Nowadays, there are still many negatives and photos in the Palace Museum, among which there are more than 700 photos with more than 30 kinds of decorations and different expressions taken by Cixi alone in her later years.
Most of the photos were taken before she celebrated her 70th birthday as she wanted to send her photos to those who celebrated with her as presents.
From those photos, we can see the life of Empress Dowager Cixi in her later years. With a unique documentary effect, they not only leave the true image of Cixi but also objectively play the role of introducing, spreading and popularizing photography in China.
The last Chinese Emperor and his photography
Puyi, born in 1906 in the Forbidden City and died in 1967, was the last emperor in China.

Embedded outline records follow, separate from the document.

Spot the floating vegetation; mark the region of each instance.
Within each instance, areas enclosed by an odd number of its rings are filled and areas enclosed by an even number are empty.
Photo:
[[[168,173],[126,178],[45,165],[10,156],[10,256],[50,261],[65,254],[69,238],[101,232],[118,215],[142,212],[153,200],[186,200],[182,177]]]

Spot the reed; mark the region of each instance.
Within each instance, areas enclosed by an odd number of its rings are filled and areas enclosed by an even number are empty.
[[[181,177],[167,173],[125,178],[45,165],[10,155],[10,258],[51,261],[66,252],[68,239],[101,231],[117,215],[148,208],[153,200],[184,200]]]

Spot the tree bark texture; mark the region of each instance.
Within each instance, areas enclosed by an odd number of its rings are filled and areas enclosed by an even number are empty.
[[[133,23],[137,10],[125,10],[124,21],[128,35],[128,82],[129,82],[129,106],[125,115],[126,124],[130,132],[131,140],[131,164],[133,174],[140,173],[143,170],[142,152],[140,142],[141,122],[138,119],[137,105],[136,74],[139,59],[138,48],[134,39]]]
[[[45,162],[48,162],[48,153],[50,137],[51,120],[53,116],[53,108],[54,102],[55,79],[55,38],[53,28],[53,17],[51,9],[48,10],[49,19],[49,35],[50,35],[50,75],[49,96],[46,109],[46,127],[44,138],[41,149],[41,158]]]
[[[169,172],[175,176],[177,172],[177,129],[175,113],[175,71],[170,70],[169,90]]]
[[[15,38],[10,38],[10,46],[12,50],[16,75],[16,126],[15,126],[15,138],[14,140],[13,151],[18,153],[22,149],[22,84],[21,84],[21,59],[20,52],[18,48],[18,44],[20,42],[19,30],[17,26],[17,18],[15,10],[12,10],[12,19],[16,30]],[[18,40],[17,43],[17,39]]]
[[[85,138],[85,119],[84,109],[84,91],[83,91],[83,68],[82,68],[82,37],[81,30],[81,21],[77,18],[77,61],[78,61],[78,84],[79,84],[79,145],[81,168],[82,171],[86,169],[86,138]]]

He succeeded the throne at the age of three, following the order of Empress Dowager Cixi one day before she died.
Puyi and his empress Wan Rong led a leisurely life during his time at the Forbidden City as he was too young to rule his empire. His father made important political decisions instead of him. During his adolescent time, he began to be infatuated with western things. He not only loved wearing suits, western decorations and tableware, playing piano, tennis and cars, but also taking photos. Puyi often took small photos and looked for interesting pieces with a German brand lens in the Forbidden City. He and his empress, Wan Rong took hundreds of photos in the Forbidden City. In his photos, Puyi wears the Qing style dresses, casual clothes, suits, and ties, rides on horseback, waters flowers and stands on the roof with his fierce German pug-dog "Tiger". Compared with Puyi, Wan Rong through the lens is more brighter. In the photos, we can see her dress and makeup, as well as the impromptu styles of daily life, such as western glasses, climbing trees, and riding bicycles.With the influx of photography within the Forbidden City, many people and things were recorded in images. They contain real, realistic and concrete life from the Qing Dynasty, enabling future generations to witness the historical scenes across time and space and to appreciate and reflect on them.